On 18/02/07, Peter <[EMAIL PROTECTED]> wrote:


On Sun, 18 Feb 2007, Amos Shapira wrote:

>> That's why you must use both a reaper and select() with timeout.
>
> What's the point of select(2) with a timeout? How long should the
timeout be
> set and what should be checked when it's reached? Why wouldn't a child
> reaper be enough in the situation Baruch describes?
>
> In general - I'm very vey unfond of solutions which involve busy waits
(and
> a select with a timeout is busy wait in my dictionary).
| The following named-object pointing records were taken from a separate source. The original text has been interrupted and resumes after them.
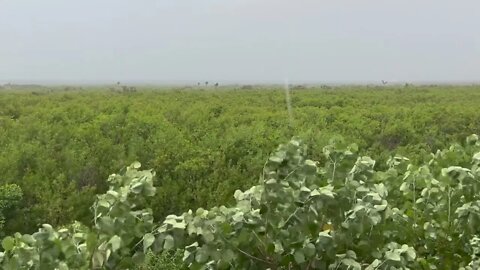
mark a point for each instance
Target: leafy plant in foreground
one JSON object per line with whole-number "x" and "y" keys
{"x": 340, "y": 213}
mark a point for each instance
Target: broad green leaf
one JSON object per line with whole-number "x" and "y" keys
{"x": 169, "y": 242}
{"x": 8, "y": 243}
{"x": 299, "y": 257}
{"x": 148, "y": 240}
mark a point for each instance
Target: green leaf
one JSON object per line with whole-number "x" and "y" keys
{"x": 309, "y": 250}
{"x": 351, "y": 263}
{"x": 148, "y": 240}
{"x": 98, "y": 259}
{"x": 299, "y": 257}
{"x": 278, "y": 247}
{"x": 8, "y": 243}
{"x": 116, "y": 242}
{"x": 393, "y": 256}
{"x": 169, "y": 242}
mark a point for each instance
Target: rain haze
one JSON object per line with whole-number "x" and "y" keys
{"x": 236, "y": 41}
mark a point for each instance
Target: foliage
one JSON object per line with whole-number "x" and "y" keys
{"x": 59, "y": 146}
{"x": 338, "y": 213}
{"x": 10, "y": 196}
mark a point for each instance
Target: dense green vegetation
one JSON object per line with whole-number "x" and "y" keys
{"x": 60, "y": 146}
{"x": 340, "y": 213}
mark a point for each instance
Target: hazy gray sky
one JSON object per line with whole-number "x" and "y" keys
{"x": 239, "y": 40}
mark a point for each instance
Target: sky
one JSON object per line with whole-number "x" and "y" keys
{"x": 239, "y": 41}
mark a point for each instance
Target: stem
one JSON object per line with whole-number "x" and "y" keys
{"x": 449, "y": 204}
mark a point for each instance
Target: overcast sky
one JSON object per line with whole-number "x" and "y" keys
{"x": 239, "y": 40}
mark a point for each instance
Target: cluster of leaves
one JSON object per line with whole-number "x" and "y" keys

This is not a busy wait at all. Select with a timeout yields until one
of the sockets needs attention.


Or the timer expires and makes the waiter do some "test and repeat" job,
which falls under my definition of "busy wait" (even if it gets to rest for
a while between iterations).

It is very possible and very likely that there will be no SIGCHLD from a
properly written deaemon child because it will become a process group
leader. Also many daemons whose source is not available will go into the


Huh?? When a group leader exits his parent gets SIGCHLD. That's one of those
sticky PITA's of UNIX process programming. (I've just double-checked this
with a quick program which demonstrate it). The only way I can remember to
avoid receving SIGCHLD is by setting it's handler to SIG_IGN (ignore).

background and become a pgld as above and thus anything forking them
will exit and give off a SIGCHLD.


Right, as I replied to Shachar's post (half-addressed to Baruch).

There is NO way to tell if a daemon is 'alive' or stuck etc excepting
when it sends or receives data through a socket. The only part of the
system that is able to detect this is the network subsystem, using
iptables or the method applied by SE Linux. iptables can be 'booby
trapped' to call a user mode application when packets are detected on
certain ports. This can be used to open the firewall when needed if
desired (like windows firewalls do).

Peter


You are getting off subject - the original question was about how to find
out that the other side of a socketpair has closed it.